Nym's mixnet mode goes further by adding timing obfuscation and cover traffic, which no traditional VPN offers; see Mixnet Mode for details.

Nym vs Tor

Tor is the best-known anonymous overlay network, routing traffic through three relays using Onion encryption so that no single relay sees both source and destination. It was designed in an era when global passive adversaries were considered unrealistic, and its architecture reflects that: packets flow through without delays and there is no cover traffic, which means an adversary watching both ends of a circuit can try and correlate timing to deanonymise users.

Nym's mixnet addresses this by adding random delays at each Mix Node to break timing correlations, cover traffic so observers can't tell when real communication is occurring, per-packet routing rather than Tor's per-session circuits (so there's no long-lived path to observe), and a blockchain-based topology instead of Tor's centralised directory authority.
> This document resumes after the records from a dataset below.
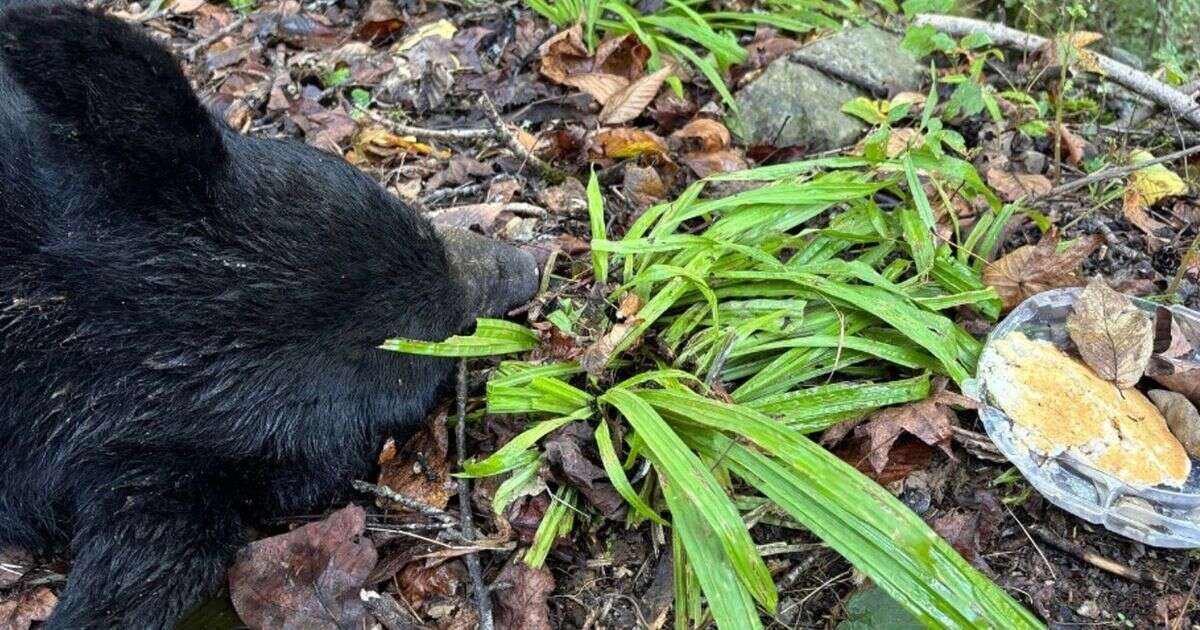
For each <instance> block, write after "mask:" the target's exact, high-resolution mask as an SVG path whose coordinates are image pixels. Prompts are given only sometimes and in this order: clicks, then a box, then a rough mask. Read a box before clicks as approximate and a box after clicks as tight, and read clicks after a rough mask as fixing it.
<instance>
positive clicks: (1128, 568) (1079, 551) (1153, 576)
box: [1028, 524, 1163, 586]
mask: <svg viewBox="0 0 1200 630" xmlns="http://www.w3.org/2000/svg"><path fill="white" fill-rule="evenodd" d="M1028 530H1030V533H1031V534H1033V536H1034V538H1037V539H1038V540H1040V541H1042V542H1045V544H1046V545H1050V546H1051V547H1054V548H1056V550H1058V551H1061V552H1063V553H1067V554H1068V556H1074V557H1075V558H1079V559H1080V560H1084V562H1086V563H1087V564H1091V565H1092V566H1094V568H1097V569H1099V570H1102V571H1108V572H1110V574H1112V575H1116V576H1120V577H1124V578H1126V580H1130V581H1134V582H1139V583H1142V584H1152V586H1153V584H1160V583H1162V582H1163V581H1162V580H1160V578H1158V577H1156V576H1153V575H1151V574H1147V572H1142V571H1139V570H1136V569H1132V568H1129V566H1126V565H1123V564H1121V563H1118V562H1116V560H1112V559H1109V558H1105V557H1104V556H1100V554H1097V553H1092V552H1090V551H1087V550H1085V548H1082V547H1080V546H1079V545H1075V544H1074V542H1070V541H1067V540H1063V539H1061V538H1058V536H1056V535H1054V534H1051V533H1050V532H1048V530H1046V529H1043V528H1042V527H1040V526H1034V524H1031V526H1030V529H1028Z"/></svg>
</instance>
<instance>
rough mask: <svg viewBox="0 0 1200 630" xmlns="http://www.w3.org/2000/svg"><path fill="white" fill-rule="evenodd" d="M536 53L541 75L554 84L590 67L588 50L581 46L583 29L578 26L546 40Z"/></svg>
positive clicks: (540, 46) (581, 71)
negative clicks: (569, 76)
mask: <svg viewBox="0 0 1200 630" xmlns="http://www.w3.org/2000/svg"><path fill="white" fill-rule="evenodd" d="M538 53H539V55H540V56H541V67H540V71H541V74H542V76H544V77H546V78H547V79H550V80H552V82H554V83H563V80H564V79H566V77H569V76H571V74H578V73H581V72H587V71H588V70H589V68H590V66H592V60H590V59H588V56H589V55H588V49H587V47H584V46H583V29H582V28H581V26H580V25H578V24H576V25H574V26H571V28H570V29H566V30H563V31H559V32H558V34H557V35H554V36H553V37H551V38H550V40H546V42H545V43H542V44H541V46H540V47H538Z"/></svg>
The tradeoff is latency: Tor is faster because it doesn't add mixing delays, so it may be a better fit for general browsing where timing protection isn't needed. Nym's mixnet is designed for threat models where the adversary can perform traffic analysis.

Nym vs I2P

I2P replaces Tor's centralised directory authority with a distributed hash table, which improves decentralisation but introduces its own attack surface: DHT-based routing is vulnerable to eclipse attacks and Sybil attacks on the routing table. Like Tor, I2P provides no timing protection, so packets flow without delays or cover traffic.

Nym uses a blockchain-based topology registry rather than a DHT, which avoids the known attack vectors around DHT-based routing (e.g. eclipse attacks, Sybil attacks on the routing table). The mixing and cover traffic on top of that address the timing analysis gap that I2P shares with Tor.

Nym vs end-to-end encryption

End-to-end encryption systems like Signal encrypt messages on your device so that only the recipient can decrypt them, and the server never sees the content. But E2EE does nothing for metadata: the server still sees who you communicate with, when, how often, and how much, which on its own is enough to map relationships and infer sensitive activity.

Nym and E2EE are complementary: E2EE protects message content, Nym protects the metadata around it (who, when, how much). Using Signal over the Nym mixnet, for instance, would protect both message content and the communication metadata around it.

For a practical breakdown of when to use dVPN vs Mixnet mode, see Choosing a Mode.